だから、簡単に不用意な発言をしてしまうのだ。これは、自動車の運転と似ていると思う。脇が甘いというか、注意が足りないというか、要するに、余裕を持ちながら注意を怠らないことが自然に身についているかどうか、に尽きると考えている。自然にとは、無意識に出来るという意味だ。

意識しなければ注意出来ないなら、考え直す必要があるだろう。注意ばかりで余裕がないことも問題なのだ。それが自動車の運転と似ていると考えている。

特定の誰かに対してではないが、自然と過去の有名な失言を思い出す。

その道の熟練者は、他人の最初の行為で力量の判断がつくと考えている。ここでの、その道とは武道とか技巧とかを念頭においているが、かなり広い範囲で当てはまると思う。会計の数値を指摘する内容で力量が判断出来る経営者も実在するのだ。

つまり、そこには関連する概念の拡充効果のような働きがあると考えている。だから、同じように政治の場面でも、国民の判断材料を適切に提供することが必要だということなのだ。それが、平易な言葉だということだ。ただし、それに限定する必要はない。

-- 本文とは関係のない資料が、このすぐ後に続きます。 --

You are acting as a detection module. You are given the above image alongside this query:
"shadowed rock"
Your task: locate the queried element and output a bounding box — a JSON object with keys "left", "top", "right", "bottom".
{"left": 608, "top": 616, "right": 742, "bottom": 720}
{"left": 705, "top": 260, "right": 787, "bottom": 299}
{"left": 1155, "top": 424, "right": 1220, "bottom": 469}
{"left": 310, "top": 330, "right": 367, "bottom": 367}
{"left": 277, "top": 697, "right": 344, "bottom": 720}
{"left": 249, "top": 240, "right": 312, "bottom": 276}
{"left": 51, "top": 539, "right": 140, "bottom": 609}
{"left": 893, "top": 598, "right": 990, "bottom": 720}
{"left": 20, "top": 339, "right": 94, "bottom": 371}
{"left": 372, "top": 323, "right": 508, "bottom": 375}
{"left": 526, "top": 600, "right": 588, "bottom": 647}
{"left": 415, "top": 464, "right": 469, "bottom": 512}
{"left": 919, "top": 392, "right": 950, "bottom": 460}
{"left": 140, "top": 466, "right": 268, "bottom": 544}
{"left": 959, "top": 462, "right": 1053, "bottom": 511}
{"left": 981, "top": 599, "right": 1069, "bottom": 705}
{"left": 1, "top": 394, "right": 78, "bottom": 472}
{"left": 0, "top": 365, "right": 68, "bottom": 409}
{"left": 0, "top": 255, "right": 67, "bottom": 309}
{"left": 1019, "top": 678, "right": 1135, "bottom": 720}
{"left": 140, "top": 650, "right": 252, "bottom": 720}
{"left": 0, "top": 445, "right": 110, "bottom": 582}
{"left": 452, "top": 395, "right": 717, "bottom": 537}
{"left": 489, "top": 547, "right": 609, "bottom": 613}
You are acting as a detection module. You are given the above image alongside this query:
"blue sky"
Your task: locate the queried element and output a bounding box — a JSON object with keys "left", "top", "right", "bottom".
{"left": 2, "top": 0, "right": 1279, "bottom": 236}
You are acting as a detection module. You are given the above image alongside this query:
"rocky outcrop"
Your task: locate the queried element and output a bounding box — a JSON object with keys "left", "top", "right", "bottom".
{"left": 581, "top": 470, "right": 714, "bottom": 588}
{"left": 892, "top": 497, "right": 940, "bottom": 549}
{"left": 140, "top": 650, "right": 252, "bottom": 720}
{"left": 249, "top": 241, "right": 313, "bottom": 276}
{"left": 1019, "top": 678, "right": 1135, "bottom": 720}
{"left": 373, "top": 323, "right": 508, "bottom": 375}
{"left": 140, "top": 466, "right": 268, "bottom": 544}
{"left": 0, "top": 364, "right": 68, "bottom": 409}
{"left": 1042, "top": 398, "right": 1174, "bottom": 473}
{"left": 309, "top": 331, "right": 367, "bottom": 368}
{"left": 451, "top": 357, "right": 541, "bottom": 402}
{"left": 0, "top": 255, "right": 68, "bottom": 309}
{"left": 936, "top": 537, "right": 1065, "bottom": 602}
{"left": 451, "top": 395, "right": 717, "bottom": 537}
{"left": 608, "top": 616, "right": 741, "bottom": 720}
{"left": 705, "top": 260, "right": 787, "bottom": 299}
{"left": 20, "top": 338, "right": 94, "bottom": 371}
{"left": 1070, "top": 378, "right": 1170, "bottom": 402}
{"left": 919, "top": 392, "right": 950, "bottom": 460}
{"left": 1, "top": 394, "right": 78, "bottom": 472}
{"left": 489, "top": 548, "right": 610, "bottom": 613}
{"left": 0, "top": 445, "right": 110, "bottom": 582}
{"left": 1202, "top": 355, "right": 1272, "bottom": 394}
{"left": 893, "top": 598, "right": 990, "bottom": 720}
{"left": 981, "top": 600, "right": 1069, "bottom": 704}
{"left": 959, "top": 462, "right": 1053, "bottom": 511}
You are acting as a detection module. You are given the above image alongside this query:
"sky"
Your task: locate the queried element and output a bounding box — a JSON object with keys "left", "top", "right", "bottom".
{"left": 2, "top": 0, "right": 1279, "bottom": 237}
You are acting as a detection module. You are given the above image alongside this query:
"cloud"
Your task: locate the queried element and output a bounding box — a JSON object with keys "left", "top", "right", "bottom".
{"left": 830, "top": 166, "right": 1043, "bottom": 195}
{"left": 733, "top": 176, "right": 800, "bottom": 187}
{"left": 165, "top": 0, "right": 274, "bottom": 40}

限定の必要はないかもしれないが、映像の一場面は安易かもしれない。少しの努力で最大の成果みたいな追求は歪みを感じる。やはり、方法は正統的であることがよさそうだ。

国民は国民としての目の前の努力でいっぱいいっぱいなのだ。しかし、それでも政治に無関心であることもおかしな話だろう。ここに少ない時間での情報収集が要請されている理由が理解出来る。その少ない情報収集での的確な判断を考えると、供給側、つまり政治家の姿勢が構図として理解出来るということだ。

その構図で媒体としての報道と需要側としての国民を考えることになると思う。何を報道しているのか、何を受け取るとしているのか、ということだ。

問題はないのだろうか。問題を感じるが、感じるのも感じないのも自由だろう。その自由を他の国の状況で改めて認識することになるのかもしれない。